Virginia lawmakers are seeking to make public possession of more than four ounces of cannabis a crime again, less than a year after the legislature voted to legalize recreational cannabis for adults.
Last year, the Virginia General Assembly passed legislation to legalize possession of up to an ounce of pot for personal use. Possession of between one and a half ounces of cannabis was a civil offense carrying a fine of no more than $25, while possession of more than one pound of cannabis remained a felony.
But under a budget proposal released by state lawmakers over the weekend, public possession of more than four ounces of cannabis would become a Class 3 criminal offense punishable by a fine of up to $500. The second offense would be a second-degree misdemeanor, with convictions subject to six months in prison and a fine of up to $1,000.
The bipartisan budget compromise is supported by Republican House Appropriations Chair Barry Knight and Democratic Senate Funds and Appropriations Chair Janet Howell, According to the report From Richmond Times Dispatch.
“We didn’t get everything we wanted but I think, given what we got, we are very satisfied,” Nate said After the proposed budget was announced on Sunday evening. “I don’t think the Senate beat the House or the House beat the Senate.”
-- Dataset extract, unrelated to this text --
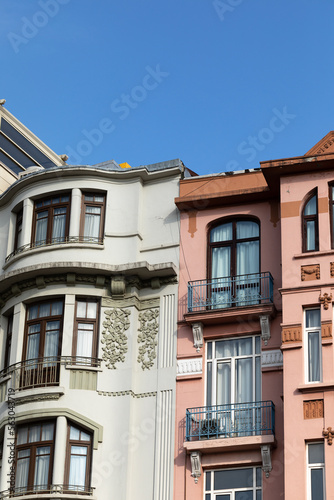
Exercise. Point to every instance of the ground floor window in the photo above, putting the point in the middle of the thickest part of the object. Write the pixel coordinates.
(234, 484)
Last year, the Joint Legislative Audit and Review Committee recommended that Virginia follow other states and make possession of larger quantities of cannabis a misdemeanor, a change it said was wanted by police.
“It’s more in line with what other countries are doing, so we’re not an anomaly there on our part,” Knight said. “We know our law enforcement wanted it.”
Virginia Activists and some lawmakers oppose recriminalization
But cannabis activists and some lawmakers, including Senator Louise Lucas, oppose the change in the budget proposal.
“I’ve voted against this before as I work to stop these latest efforts to decriminalize marijuana,” Lucas tweeted. This targets black and black people who have been accused of exaggerated “crimes” in the past. We don’t need to go back to the past with these laws! ”
Chelsea Higgs Wise, CEO of Virginia’s Marijuana Justice Group, joined other activist organizations in an email sent to Howell Sunday night.
“Please stop finding more ways to criminalize the people of Virginia,” she wrote, adding, “Let’s work to right the wrongs of the failed and devastating ban.”
“Virginia officials must not allow a budget document to become a legislative solution to enforce the will of the administration while excluding the voice and will of the people,” Higgs Wise added.
Budget deal also has cannabis provisions
The budget solution also includes language that creates new labeling and laboratory testing requirements for cannabis products. The proposal would ban the sale of edible products containing THC to anyone under the age of 21, although it includes an exception for medical marijuana patients. The plan will also prohibit the sale of products “in certain child-friendly forms or counterfeit products.”
Dylan Bishop, a Virginia Business Association lobbyist, praised lawmakers and Governor Glenn Yongkin’s administration for working with the cannabis industry to craft the proposal.
“It adequately addresses legitimate public safety concerns about irresponsibly packaged and labeled products without unfairly harming Virginia farmers, retailers and small businesses,” Bishop said in a statement.
But Virginia NORML CEO JM Pedini, who has supported legislation that would have regulated Delta-8 products, said the settlement agreement would “preserve the loopholes that exist.”
The proposed budget isn’t the first time Virginia lawmakers have tried to roll back a cannabis legalization bill passed last year. During this year’s General Assembly regular session, Senator Adam Eben introduced a bill to regulate the sale of cannabis that would have created a new misdemeanor possession offense. And in April, the state Senate reject proposal of Youngkin that would have instituted criminal penalties for possession of more than an ounce of weed as part of the cannabis industry bill.
The General Assembly will meet in special session to consider the budget proposal, including a ruling to re-criminalize possession of more than four ounces of pot.